= Nicholas Orontony =

Wyandot leader

Nicholas Orontony (c. 1695-1750) was an 18th-century Wyandot leader who, in the years before the French and Indian War, tried to escape the domination of New France over Native people in the Detroit region by resettling in the Ohio country and forming an anti-French tribal coalition. His efforts at trying to organize armed resistance to a European power, culminating in events in 1747 sometimes known as the "Conspiracy of Nicholas", made him a forerunner of more famous Native leaders in the region such as Pontiac, Blue Jacket, and Tecumseh.

==Biography==
Little is known of Orontony's early life. He was probably born at the Wyandot village that along with the neighboring Jesuit-established St. Ignace Mission, French and Odawa (Ottawa) villages formed the French-Canadian settlement of St. Ignace. The name "Orontony" ( yandot: "Rontondi", rendered variously in French and English as "Rondoenie", "Wanduny", "Orontondi", etc.) was a title bestowed upon the leader of the Wyandot Turtle clan. This Orontony also received the name "Nicholas" after he was baptized by a French Catholic missionary at Detroit, perhaps Father Armand de la Richardie, sometime after 1728.
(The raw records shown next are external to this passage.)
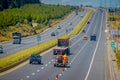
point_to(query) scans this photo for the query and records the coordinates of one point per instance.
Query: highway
(10, 48)
(87, 62)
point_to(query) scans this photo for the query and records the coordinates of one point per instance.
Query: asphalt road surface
(87, 61)
(10, 48)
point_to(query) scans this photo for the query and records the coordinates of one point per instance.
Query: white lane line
(46, 65)
(94, 52)
(33, 74)
(79, 51)
(49, 62)
(38, 70)
(27, 76)
(42, 67)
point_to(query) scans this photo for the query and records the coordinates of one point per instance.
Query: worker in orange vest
(65, 59)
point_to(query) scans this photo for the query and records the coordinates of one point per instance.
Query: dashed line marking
(52, 60)
(27, 76)
(33, 74)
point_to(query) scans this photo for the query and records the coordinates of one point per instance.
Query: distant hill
(5, 4)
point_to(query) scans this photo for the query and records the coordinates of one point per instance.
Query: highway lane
(35, 72)
(99, 69)
(10, 48)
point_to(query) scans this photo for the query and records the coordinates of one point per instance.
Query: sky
(95, 3)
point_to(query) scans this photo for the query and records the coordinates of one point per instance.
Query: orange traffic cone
(62, 70)
(56, 76)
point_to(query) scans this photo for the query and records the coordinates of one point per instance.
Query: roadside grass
(18, 57)
(118, 59)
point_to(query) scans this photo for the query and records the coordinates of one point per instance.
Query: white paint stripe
(38, 70)
(60, 74)
(80, 33)
(94, 52)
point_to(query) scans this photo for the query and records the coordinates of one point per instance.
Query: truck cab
(93, 37)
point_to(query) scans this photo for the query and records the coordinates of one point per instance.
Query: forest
(5, 4)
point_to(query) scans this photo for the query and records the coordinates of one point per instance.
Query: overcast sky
(84, 2)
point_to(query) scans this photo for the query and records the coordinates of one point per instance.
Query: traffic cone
(56, 76)
(62, 70)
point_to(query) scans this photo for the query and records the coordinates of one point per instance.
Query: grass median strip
(17, 58)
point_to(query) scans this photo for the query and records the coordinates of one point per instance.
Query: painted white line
(65, 68)
(42, 67)
(46, 65)
(94, 52)
(33, 74)
(27, 76)
(38, 70)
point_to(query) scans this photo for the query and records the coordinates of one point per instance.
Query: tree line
(5, 4)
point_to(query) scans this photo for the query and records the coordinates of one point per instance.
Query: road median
(19, 57)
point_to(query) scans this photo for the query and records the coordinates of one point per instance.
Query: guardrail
(18, 57)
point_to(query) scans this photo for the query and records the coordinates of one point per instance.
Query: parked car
(1, 49)
(85, 37)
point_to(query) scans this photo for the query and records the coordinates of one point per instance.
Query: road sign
(114, 50)
(38, 38)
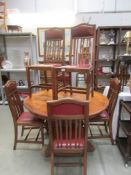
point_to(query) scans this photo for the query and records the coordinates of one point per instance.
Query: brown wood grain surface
(37, 103)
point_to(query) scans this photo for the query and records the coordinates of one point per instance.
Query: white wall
(31, 14)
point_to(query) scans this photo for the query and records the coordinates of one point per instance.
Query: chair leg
(16, 136)
(42, 135)
(22, 131)
(52, 163)
(85, 164)
(110, 133)
(106, 127)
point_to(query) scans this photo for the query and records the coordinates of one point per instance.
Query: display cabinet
(110, 44)
(13, 47)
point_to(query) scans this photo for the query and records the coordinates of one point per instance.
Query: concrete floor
(30, 160)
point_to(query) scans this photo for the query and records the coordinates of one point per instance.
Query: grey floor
(30, 159)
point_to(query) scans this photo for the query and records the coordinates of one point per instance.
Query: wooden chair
(82, 47)
(104, 120)
(21, 118)
(3, 16)
(68, 131)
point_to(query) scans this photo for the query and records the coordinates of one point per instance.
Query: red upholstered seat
(27, 117)
(69, 144)
(103, 122)
(23, 119)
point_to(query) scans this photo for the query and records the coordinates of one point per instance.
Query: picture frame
(41, 39)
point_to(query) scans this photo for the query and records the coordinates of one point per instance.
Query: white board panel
(23, 6)
(123, 5)
(56, 5)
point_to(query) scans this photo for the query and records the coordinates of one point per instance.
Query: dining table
(37, 103)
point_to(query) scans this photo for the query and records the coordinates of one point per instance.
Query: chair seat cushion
(102, 116)
(69, 144)
(29, 119)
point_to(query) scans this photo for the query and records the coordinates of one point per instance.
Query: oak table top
(37, 103)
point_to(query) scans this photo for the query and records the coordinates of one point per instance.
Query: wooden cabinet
(109, 45)
(13, 47)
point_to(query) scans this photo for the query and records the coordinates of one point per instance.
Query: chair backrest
(54, 45)
(15, 104)
(112, 95)
(82, 46)
(68, 123)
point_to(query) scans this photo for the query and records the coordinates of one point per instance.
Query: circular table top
(37, 103)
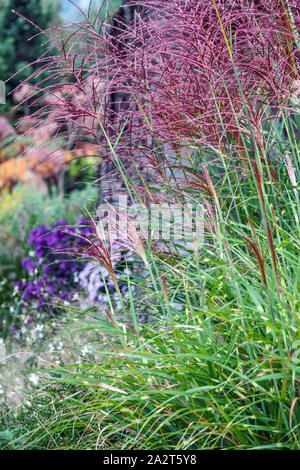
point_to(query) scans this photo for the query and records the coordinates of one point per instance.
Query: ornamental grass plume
(215, 75)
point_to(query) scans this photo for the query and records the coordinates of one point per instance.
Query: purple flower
(28, 265)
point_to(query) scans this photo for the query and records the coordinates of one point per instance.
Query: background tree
(17, 49)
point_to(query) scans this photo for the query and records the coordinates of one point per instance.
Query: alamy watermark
(164, 222)
(2, 93)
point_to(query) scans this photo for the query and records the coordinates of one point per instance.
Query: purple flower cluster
(50, 273)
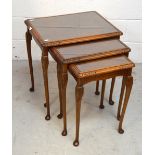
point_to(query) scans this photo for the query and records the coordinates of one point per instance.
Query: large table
(49, 32)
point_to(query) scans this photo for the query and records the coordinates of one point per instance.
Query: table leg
(121, 99)
(28, 37)
(60, 115)
(111, 102)
(79, 90)
(64, 80)
(102, 94)
(128, 83)
(97, 88)
(45, 62)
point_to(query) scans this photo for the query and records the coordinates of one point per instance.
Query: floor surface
(32, 135)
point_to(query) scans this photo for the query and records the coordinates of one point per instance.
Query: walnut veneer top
(89, 50)
(71, 28)
(101, 66)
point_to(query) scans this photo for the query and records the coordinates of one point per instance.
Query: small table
(62, 30)
(83, 52)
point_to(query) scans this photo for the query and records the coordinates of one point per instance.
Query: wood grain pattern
(111, 68)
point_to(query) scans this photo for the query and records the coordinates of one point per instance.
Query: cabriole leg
(64, 80)
(28, 37)
(102, 94)
(111, 102)
(97, 88)
(60, 115)
(45, 62)
(79, 90)
(128, 83)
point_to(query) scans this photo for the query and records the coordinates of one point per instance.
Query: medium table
(62, 30)
(83, 52)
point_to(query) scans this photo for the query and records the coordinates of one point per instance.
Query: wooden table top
(107, 65)
(88, 50)
(71, 28)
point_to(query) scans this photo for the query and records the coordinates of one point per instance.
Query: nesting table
(64, 30)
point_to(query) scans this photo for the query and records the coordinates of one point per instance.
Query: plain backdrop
(124, 14)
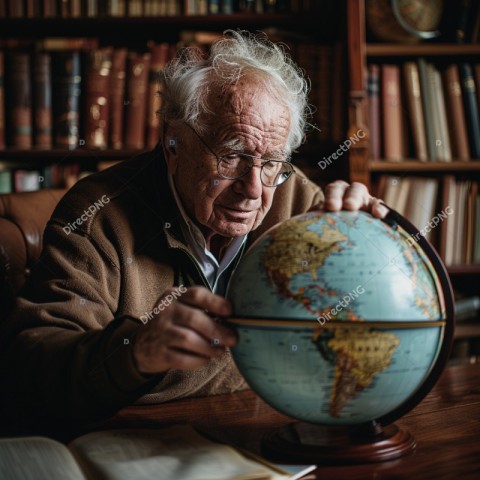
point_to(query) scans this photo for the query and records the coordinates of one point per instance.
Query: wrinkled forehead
(248, 103)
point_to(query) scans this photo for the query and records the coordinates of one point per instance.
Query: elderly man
(101, 324)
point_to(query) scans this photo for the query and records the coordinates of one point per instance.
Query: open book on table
(174, 453)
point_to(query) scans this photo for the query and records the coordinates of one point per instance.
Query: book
(476, 240)
(421, 203)
(447, 232)
(172, 453)
(138, 66)
(392, 113)
(439, 139)
(470, 222)
(338, 102)
(42, 100)
(97, 97)
(323, 85)
(5, 181)
(427, 101)
(471, 108)
(373, 90)
(117, 94)
(461, 195)
(2, 100)
(445, 153)
(415, 109)
(66, 83)
(26, 180)
(18, 100)
(160, 56)
(15, 9)
(456, 114)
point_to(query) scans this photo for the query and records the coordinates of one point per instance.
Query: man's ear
(170, 143)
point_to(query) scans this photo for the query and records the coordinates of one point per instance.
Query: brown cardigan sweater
(66, 351)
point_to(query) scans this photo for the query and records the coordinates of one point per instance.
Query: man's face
(248, 118)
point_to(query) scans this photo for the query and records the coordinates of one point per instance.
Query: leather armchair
(23, 217)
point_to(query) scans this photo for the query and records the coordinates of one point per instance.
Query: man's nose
(250, 185)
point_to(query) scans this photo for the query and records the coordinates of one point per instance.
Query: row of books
(446, 211)
(423, 110)
(49, 176)
(108, 97)
(68, 98)
(146, 8)
(56, 175)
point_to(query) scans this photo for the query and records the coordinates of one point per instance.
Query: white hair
(188, 78)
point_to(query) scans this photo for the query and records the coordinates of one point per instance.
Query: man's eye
(271, 166)
(231, 159)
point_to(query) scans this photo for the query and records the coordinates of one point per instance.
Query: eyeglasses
(235, 165)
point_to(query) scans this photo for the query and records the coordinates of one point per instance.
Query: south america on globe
(340, 317)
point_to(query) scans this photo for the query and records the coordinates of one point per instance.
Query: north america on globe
(371, 288)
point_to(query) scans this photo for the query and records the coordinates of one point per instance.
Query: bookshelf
(364, 51)
(290, 23)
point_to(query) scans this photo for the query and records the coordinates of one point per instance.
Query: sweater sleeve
(64, 356)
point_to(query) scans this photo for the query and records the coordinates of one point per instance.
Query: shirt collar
(193, 233)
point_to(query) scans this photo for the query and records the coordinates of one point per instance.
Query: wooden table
(446, 426)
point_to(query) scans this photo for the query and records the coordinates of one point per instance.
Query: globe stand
(308, 443)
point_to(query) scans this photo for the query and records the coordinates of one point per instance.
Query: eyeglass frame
(252, 157)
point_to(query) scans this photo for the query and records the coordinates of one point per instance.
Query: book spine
(117, 96)
(2, 100)
(97, 101)
(214, 6)
(471, 108)
(159, 53)
(427, 107)
(15, 9)
(32, 9)
(91, 8)
(66, 83)
(18, 94)
(227, 7)
(373, 90)
(137, 85)
(456, 114)
(415, 109)
(392, 114)
(338, 103)
(323, 70)
(444, 138)
(49, 8)
(42, 95)
(76, 8)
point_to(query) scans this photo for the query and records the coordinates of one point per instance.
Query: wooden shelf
(472, 269)
(32, 155)
(467, 330)
(421, 49)
(417, 166)
(156, 27)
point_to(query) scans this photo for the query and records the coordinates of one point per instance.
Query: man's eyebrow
(238, 145)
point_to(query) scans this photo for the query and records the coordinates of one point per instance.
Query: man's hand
(340, 195)
(183, 335)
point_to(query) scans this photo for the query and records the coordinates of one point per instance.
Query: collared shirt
(215, 272)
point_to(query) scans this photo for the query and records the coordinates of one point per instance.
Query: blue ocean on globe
(340, 317)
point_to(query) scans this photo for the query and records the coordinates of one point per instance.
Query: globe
(343, 319)
(404, 20)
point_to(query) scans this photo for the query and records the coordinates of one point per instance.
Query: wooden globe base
(308, 443)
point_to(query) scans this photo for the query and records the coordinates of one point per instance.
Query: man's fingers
(376, 208)
(201, 297)
(192, 342)
(334, 193)
(183, 360)
(356, 197)
(207, 327)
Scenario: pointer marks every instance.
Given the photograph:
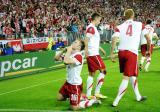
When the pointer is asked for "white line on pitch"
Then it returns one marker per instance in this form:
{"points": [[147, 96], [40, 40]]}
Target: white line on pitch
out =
{"points": [[29, 110], [30, 86]]}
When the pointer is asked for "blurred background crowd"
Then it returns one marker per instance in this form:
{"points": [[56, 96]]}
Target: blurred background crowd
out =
{"points": [[51, 18]]}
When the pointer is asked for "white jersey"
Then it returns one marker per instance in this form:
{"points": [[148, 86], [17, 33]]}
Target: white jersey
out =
{"points": [[147, 30], [93, 40], [129, 34], [74, 70]]}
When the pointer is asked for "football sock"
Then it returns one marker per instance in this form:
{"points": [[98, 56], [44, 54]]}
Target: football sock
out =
{"points": [[148, 61], [142, 60], [121, 92], [134, 83], [100, 80], [86, 103], [89, 85]]}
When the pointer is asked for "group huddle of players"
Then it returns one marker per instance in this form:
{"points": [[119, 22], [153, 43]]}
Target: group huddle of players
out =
{"points": [[129, 35]]}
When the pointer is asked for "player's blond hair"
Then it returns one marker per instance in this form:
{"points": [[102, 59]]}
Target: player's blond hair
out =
{"points": [[128, 13]]}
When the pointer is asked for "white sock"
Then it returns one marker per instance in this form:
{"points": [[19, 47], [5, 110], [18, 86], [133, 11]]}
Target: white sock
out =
{"points": [[121, 92], [148, 61], [100, 80], [89, 85], [142, 60], [86, 103], [134, 83]]}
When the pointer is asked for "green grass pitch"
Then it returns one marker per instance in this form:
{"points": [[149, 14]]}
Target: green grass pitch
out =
{"points": [[37, 93]]}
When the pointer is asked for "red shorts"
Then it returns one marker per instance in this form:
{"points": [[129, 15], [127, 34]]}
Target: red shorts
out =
{"points": [[144, 49], [128, 63], [95, 63], [73, 92]]}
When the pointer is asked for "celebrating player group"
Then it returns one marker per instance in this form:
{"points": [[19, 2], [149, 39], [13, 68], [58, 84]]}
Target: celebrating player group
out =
{"points": [[130, 34]]}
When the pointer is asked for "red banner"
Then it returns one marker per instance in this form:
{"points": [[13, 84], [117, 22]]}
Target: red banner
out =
{"points": [[30, 44], [17, 45]]}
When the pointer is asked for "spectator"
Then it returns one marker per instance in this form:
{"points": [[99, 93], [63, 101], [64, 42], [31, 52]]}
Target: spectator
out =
{"points": [[8, 50]]}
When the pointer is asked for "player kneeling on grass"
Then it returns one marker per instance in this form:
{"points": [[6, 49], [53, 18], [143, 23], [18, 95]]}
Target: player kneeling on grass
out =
{"points": [[72, 88]]}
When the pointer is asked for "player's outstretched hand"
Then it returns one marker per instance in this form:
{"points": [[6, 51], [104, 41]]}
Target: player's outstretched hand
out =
{"points": [[104, 53], [112, 56], [69, 49], [148, 54]]}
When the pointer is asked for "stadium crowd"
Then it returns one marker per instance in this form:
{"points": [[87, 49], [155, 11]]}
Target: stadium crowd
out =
{"points": [[43, 17]]}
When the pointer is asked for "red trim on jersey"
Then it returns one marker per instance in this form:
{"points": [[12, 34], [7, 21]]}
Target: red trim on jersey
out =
{"points": [[143, 26], [86, 104], [90, 86], [78, 57], [135, 83], [90, 30], [123, 91], [116, 30], [101, 80]]}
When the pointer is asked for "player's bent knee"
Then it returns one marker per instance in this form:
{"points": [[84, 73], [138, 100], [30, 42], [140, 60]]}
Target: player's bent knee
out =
{"points": [[60, 97], [126, 77], [74, 108], [92, 74], [104, 72]]}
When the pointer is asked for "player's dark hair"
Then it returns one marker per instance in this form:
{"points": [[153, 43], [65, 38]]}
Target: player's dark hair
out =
{"points": [[82, 44], [149, 21], [94, 16]]}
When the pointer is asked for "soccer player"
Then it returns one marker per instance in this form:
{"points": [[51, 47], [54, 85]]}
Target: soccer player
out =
{"points": [[150, 31], [129, 39], [72, 88], [94, 61]]}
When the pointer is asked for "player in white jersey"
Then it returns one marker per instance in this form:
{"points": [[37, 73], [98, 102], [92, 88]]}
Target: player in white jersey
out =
{"points": [[94, 60], [72, 88], [150, 31], [129, 39]]}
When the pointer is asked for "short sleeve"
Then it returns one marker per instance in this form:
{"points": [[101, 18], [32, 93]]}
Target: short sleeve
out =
{"points": [[90, 30], [145, 31], [78, 59], [116, 33]]}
In the early 17th century, the Wyandots had settled near Detroit, but soon fell into conflict with the neighbouring Ottawas. In 1739, the Wyandot fearing for their lives, Orontony and two other leaders requested resettlement nearer the centre of New France and in 1740, Orontony pressed the request to Governor of New France Charles de la Boische, Marquis de Beauharnois in person. The authorities hesitated to act and some Wyandots made a unilateral relocation to "Little Lake Sandusky" (Sandusky Bay, near the later city of Sandusky, Ohio). There, they came under the influence of British traders and of an established mixed ethnic population, including Haudenosaunee, settled on the Cuyahoga River, near present Cleveland, Ohio.

Increasing economic exploitation was bringing pressure and conflict to the region and the French sought to protect their assets against non-French traders, especially those from Pennsylvania. The tensions were exacerbated by Orontony's mistrust of the French. The outbreak of King George's War in 1744 sparked open conflict and, in the spring of 1747 five French traders returning to Detroit were killed near Cuyahoga. Orontony's band were implicated, and the commander at Detroit, Paul-Joseph le Moyne de Longueuil, Chevalier de Longueuil, reacted in fear of an escalating situation.

The British intervened to encourage Orontony's band, George Croghan calling upon Pennsylvania for support. In November ten Haudenosaunee warriors from the Ohio, responded and the government of Pennsylvania voted them a present of GBP 150 and one of GBP 50 for the band at Cuyahoga. The Haudenosaunee's declaration had fallen short of open war on the French but the garrison at Detroit was fearful. Orontony drew sympathy from Mikinak, and the Potawatomis and Ojibwas and relationships with the French became increasingly strained and disrupted. The British traders continued to court Orontony at Sandusky and he incited the Miamis to destroy a French trading post. Orontony then conducted a mission to Detroit exhorting peace. However, while there, a party of Indians killed three Frenchmen near the fort and then took refuge on Bois Blanc Island.

Detroit was strengthened by a convoy of reinforcements in September 1747 but to no avail. Orontony destroyed the fort and resettled his band at Coshocton, Ohio. The remainder went farther east to build a new town at Kuskusky, near modern New Castle, Pennsylvania. Orontony and his peers were further courted, among others by Pennsylvanian agent Conrad Weiser in 1748. However, the agents failed to realise when Anglo-French hostilities ceased or when Orontony himself died, probably around 1750 as the victim of a smallpox epidemic.